When the king’s men grab Liere Naciane off the street, he expects to be hanged for seditious heresy like his father before him—as all the men of his childhood community were, and the women put to the sword. Instead the king who ordered his people's massacre wants Liere to save his kingdom: only Liere's Gift can turn back the night-dragon that is burning villages at an invading empire’s command.

Liere thinks, Let them burn.

But a young noblewoman—beautiful, ambitious Ravanna de Talleben, her dark skin proof of ancient imperial blood, who wishes she could save her nation instead of manipulating some heretic gutter-rat to do it—pries into his mind with her Gift and changes it by bringing a refugee from the bloodstained border to his cell. Shaken, Liere swears to do what he can.

Which may be nothing. The hatred he’s breathed since his family’s deaths blocks his Gift. Mingling Ravanna and Liere's mind-powers—and those of a third, a ten-year-old child—may bypass this blockage, or lead all three to a fiery death far from home. As they trek through forest and ravine behind enemy lines toward the lair, the truth becomes clear: unless Liere and Ravanna, nurtured in traditions violently opposed, can open their minds to each other, that death is assured.

Complete at [projected 100,000] words, The Dragon and the Crow is historical fantasy set in a version of 17th-century France, using echoes of real-world religious conflict to explore themes of empathy and hate. Pitchable as “Tolkien meets Wolf Hall,” it also resembles [Future Comp 1] and [Future Comp 2.]

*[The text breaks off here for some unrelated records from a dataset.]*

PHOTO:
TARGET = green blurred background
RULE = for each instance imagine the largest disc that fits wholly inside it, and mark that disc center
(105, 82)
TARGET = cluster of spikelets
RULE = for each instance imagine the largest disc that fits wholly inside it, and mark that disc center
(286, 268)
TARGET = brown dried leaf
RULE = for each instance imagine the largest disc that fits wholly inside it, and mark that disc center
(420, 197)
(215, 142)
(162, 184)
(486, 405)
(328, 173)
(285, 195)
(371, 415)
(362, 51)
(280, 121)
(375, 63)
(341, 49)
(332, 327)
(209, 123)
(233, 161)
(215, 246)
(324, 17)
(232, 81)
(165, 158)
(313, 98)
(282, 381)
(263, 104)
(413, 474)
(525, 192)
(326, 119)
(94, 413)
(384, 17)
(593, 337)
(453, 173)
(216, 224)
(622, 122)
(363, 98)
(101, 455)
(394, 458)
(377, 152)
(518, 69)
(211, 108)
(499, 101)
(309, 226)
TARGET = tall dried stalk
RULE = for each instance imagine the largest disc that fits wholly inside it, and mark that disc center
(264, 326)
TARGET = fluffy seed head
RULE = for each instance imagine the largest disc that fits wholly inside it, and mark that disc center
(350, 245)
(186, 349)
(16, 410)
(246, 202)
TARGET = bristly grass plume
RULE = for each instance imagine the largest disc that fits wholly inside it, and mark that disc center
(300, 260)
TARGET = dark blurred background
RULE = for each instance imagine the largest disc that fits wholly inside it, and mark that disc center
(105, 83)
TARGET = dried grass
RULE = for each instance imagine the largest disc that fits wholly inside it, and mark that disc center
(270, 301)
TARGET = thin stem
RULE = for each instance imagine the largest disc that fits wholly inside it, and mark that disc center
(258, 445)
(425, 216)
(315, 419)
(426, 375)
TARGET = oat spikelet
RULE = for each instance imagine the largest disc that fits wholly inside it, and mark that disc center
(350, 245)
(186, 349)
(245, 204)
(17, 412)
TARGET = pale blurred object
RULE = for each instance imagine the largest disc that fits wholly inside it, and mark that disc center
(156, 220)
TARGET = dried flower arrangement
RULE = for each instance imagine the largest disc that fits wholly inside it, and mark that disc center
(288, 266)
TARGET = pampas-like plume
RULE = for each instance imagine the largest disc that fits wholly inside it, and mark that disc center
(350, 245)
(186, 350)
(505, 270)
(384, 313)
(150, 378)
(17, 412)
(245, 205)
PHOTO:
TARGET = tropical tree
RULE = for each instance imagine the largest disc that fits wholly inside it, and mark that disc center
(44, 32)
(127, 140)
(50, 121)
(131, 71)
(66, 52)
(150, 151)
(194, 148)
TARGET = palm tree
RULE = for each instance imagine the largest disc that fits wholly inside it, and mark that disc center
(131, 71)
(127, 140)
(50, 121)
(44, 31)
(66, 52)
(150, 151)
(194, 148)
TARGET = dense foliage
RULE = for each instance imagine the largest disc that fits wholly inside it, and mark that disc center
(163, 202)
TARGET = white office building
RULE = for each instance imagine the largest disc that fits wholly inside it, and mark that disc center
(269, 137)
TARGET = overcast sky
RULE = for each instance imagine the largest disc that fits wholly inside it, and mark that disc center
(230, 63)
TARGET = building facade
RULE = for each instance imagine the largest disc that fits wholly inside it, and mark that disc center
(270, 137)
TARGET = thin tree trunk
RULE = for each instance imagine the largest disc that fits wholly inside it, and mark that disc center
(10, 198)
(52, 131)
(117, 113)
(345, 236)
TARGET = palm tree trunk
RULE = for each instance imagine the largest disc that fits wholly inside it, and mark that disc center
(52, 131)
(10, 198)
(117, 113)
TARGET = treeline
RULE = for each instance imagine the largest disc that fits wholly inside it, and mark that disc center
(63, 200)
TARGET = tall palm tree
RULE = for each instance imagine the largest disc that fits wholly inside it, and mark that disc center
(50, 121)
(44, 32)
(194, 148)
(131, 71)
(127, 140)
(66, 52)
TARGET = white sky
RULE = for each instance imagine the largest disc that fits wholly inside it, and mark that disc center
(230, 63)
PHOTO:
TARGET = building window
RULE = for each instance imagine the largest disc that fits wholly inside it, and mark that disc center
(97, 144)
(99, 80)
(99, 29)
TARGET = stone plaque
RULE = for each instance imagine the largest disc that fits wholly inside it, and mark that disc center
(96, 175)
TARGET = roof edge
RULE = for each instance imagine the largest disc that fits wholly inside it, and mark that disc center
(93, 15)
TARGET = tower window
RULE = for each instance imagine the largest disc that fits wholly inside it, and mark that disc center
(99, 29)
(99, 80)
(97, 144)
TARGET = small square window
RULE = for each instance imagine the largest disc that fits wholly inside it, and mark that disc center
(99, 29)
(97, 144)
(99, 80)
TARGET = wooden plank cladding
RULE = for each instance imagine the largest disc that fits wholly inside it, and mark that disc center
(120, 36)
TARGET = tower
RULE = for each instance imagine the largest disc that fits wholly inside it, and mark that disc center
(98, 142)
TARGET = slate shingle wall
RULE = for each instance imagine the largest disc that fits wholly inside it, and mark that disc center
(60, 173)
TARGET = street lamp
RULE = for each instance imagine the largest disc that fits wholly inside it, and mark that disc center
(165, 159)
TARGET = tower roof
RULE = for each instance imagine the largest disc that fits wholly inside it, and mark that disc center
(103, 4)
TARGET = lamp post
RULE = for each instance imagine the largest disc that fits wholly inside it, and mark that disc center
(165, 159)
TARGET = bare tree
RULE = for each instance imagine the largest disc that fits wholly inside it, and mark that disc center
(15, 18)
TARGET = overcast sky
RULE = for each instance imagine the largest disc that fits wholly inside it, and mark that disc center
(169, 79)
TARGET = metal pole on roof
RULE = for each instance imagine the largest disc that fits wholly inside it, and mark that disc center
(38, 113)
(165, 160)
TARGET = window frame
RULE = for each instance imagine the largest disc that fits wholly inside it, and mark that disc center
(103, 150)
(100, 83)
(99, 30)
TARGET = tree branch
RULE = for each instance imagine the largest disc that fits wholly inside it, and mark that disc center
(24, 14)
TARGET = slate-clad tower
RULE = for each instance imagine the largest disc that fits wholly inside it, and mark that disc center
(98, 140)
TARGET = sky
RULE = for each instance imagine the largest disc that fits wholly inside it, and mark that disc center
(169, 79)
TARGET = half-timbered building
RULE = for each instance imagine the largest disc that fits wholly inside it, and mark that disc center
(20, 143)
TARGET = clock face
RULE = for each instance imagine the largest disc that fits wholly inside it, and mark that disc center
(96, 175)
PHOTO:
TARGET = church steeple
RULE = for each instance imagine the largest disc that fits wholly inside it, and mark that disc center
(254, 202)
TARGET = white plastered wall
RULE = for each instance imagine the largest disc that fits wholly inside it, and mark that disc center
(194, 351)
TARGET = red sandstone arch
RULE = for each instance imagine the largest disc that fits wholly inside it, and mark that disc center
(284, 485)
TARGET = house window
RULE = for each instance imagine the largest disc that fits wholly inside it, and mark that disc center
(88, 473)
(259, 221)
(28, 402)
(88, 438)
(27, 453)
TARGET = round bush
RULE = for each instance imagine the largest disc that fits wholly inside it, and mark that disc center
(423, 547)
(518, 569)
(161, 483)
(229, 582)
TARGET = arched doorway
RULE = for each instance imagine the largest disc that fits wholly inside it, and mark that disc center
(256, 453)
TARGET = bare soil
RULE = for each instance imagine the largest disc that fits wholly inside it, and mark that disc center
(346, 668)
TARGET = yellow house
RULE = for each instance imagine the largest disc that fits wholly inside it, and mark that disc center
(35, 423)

I’ve had no previous representation. I’ve traditionally published three works of Christian historical fiction, a market in which my sales declined as my themes became more complex. My first was a Christy finalist and a ForeWord INDIES bronze medalist; my third won ForeWord gold and basically sank without a trace. I’m still convinced there are many, many readers with whom questions (not assertions) of faith deeply resonate, but who’ve seen too much to put on the required Sunday smile. But I don’t know who to go to, to get my fiction to them. I’m truly hoping you do.

Thank you so much for your consideration,
Heather Munn
Last edited by Crooked Bird on March 15th, 2024, 10:09 am, edited 1 time in total.